Les véhicules hybrides et électriques, jusque-là encouragés, sont de nouveau taxés, tandis que les modèles conventionnels sont soumis à des taux revus à la hausse, oscillant entre 45% et 100%. Après un mois de juillet 2025 soutenu par la livraison de véhicules déjà dédouanés avant ces mesures, les ventes ont rapidement chuté dès août, une situation que craignaient les opérateurs du secteur.

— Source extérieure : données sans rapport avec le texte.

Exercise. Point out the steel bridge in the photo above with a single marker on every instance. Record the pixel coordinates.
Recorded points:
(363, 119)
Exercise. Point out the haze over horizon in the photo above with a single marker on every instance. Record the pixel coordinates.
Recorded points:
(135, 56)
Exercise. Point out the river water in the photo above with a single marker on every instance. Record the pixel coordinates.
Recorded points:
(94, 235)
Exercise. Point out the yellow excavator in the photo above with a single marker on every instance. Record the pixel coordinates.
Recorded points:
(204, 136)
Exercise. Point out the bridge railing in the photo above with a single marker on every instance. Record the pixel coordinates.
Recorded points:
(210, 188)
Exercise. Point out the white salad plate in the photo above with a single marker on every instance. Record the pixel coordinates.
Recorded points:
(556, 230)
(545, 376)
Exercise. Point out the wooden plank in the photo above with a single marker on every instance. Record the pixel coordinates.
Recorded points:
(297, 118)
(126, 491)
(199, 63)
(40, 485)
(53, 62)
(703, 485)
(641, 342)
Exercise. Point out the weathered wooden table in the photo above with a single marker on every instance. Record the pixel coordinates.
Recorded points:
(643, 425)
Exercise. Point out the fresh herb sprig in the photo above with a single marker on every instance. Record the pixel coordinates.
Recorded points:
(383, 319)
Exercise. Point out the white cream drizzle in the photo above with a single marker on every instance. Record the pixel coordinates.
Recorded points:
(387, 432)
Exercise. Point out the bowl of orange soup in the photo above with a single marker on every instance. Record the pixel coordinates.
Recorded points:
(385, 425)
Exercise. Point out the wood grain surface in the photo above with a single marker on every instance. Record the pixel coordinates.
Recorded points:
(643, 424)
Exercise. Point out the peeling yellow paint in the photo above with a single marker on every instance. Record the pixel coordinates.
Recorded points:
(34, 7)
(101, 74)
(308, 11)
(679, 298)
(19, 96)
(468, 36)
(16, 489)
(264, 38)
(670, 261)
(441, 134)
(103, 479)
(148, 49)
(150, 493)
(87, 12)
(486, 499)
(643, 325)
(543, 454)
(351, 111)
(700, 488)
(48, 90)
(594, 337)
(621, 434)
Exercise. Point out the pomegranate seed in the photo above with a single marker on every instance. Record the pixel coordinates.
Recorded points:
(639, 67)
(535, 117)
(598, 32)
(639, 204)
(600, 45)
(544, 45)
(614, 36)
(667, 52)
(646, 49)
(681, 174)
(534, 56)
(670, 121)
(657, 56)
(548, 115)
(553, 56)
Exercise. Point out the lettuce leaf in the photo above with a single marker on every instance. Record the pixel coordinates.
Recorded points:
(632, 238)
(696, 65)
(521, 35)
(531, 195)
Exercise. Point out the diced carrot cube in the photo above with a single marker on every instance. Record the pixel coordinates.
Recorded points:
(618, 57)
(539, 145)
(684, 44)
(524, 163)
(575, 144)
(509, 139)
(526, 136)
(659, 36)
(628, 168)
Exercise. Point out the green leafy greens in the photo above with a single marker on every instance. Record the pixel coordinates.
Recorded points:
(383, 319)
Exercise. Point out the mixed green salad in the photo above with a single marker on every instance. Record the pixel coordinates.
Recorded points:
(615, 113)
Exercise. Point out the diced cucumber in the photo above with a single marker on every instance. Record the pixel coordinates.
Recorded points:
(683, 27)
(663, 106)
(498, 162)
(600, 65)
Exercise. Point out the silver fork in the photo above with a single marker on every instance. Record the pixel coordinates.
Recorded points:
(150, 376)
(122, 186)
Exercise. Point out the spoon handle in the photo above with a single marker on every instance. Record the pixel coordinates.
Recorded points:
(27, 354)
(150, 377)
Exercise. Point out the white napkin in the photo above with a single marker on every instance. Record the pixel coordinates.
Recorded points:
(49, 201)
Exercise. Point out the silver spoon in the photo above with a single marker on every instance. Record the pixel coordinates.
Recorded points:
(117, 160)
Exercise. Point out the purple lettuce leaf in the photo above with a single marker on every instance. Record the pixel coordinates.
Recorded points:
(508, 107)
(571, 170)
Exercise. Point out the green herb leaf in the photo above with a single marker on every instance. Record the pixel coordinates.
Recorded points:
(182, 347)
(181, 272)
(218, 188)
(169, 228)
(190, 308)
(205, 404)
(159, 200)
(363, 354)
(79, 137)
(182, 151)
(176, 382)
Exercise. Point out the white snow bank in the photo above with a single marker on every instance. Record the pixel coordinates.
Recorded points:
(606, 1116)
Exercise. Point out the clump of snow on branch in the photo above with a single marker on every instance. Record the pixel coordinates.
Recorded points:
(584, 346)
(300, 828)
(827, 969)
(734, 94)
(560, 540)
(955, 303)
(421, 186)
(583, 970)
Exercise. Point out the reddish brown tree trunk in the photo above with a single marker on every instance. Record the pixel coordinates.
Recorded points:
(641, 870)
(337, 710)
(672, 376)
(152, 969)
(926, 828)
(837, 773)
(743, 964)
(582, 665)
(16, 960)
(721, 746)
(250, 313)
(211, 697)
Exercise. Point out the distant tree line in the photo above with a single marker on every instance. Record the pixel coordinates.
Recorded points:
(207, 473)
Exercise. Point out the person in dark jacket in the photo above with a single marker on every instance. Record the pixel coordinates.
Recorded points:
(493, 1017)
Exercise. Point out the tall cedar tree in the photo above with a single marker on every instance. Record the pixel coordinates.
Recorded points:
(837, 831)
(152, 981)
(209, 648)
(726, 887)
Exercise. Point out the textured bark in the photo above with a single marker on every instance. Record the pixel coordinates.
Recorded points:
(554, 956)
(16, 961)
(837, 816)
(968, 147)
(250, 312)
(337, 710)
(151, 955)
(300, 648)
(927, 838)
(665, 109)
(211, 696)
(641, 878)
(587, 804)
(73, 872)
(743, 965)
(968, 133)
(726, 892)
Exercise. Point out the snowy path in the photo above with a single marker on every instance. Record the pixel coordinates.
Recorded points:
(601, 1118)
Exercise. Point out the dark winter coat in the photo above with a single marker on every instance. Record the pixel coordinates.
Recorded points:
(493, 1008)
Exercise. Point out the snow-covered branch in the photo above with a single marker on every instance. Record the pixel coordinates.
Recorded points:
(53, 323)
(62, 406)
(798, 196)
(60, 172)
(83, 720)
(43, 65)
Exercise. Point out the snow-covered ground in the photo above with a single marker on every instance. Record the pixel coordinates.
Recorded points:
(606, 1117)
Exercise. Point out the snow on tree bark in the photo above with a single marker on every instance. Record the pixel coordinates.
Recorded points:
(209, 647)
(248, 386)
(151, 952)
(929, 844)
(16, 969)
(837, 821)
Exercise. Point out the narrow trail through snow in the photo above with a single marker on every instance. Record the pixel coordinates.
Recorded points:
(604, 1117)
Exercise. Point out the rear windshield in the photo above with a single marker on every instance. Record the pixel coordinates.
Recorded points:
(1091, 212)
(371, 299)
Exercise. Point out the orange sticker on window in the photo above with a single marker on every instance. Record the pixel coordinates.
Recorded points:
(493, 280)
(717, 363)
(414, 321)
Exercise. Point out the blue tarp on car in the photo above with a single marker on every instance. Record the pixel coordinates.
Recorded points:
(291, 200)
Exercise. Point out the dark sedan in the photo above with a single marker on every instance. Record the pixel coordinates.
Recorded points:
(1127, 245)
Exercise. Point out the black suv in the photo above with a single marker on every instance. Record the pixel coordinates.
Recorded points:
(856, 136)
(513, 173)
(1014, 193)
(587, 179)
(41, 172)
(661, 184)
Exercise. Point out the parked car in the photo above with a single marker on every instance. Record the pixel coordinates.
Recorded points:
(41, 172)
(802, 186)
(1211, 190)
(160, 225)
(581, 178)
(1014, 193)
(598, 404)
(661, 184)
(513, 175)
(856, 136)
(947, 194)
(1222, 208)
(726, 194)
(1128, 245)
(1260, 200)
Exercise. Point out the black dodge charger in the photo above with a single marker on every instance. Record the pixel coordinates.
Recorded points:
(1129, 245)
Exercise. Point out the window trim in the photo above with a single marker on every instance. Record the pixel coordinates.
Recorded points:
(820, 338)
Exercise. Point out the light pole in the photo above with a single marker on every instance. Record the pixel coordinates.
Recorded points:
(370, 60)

Cette nouvelle fiscalité a entraîné une hausse marquée des prix, freinant considérablement la demande et, par ricochet, les ventes. Des modèles autrefois très prisés peinent désormais à trouver preneur. Certains véhicules, passés de Rs 2,1 millions à Rs 3,2 millions, ne trouvent plus d’acheteurs. D’autres, vendus auparavant autour de Rs 1,5 million, sont aujourd’hui proposés à Rs 2,2 millions, limitant la clientèle, souvent aux acheteurs bénéficiant de duty-free. Un véhicule passé de Rs 1,2 million à Rs 1,9 million, demeure hors de portée pour de nombreux acheteurs. «Nous avons remarqué que les ventes sont toujours à la baisse, d’environ 40%. La vente tournait autrefois – avant les mesures budgétaires de 2025-2026 – dans une moyenne de 1500 véhicules par mois. L’accumulation des stocks s’explique également par des commandes qui n’ont pas pu être annulées après les annonces budgétaires et ont continué d’arriver sur le marché. Le stock de voitures neuves s’est accumulé. Certains modèles peinent à trouver preneur. Au fil des mois, les coûts liés au stockage et à l’immobilisation des véhicules deviennent de plus en plus lourds pour les concessionnaires», explique Mrinal Teeluck, secrétaire général de la Motor Vehicles Dealers Association (MVDA).
Face à cette situation, les concessionnaires tentent d’écouler leurs stocks en multipliant les offres promotionnelles. Les remises se généralisent et s’intensifient depuis le début de l’année. Les rabais varient selon les marques et modèles, allant de Rs 50 000 à Rs 400 000. Sur une voiture d’un million de roupies, il est impossible d’accorder une remise de Rs 500 000, souligne Mrinal Teeluck, pour illustrer les limites de ces réductions. Toutefois, malgré ces efforts, les prix restent élevés pour une partie de la population.
Zaid Ameer, président de la Dealers in Imported Vehicles Association (DIVA), abonde dans le même sens : «Les concessionnaires restent liés à des engagements avec les entreprises automobiles, qui imposent des volumes d’importation sur des périodes définies. Certaines offres incluent aussi des garanties prolongées. Comme les stocks ne sont pas écoulés, les concessionnaires doivent trouver des moyens pour attirer les clients et faire de la vente.»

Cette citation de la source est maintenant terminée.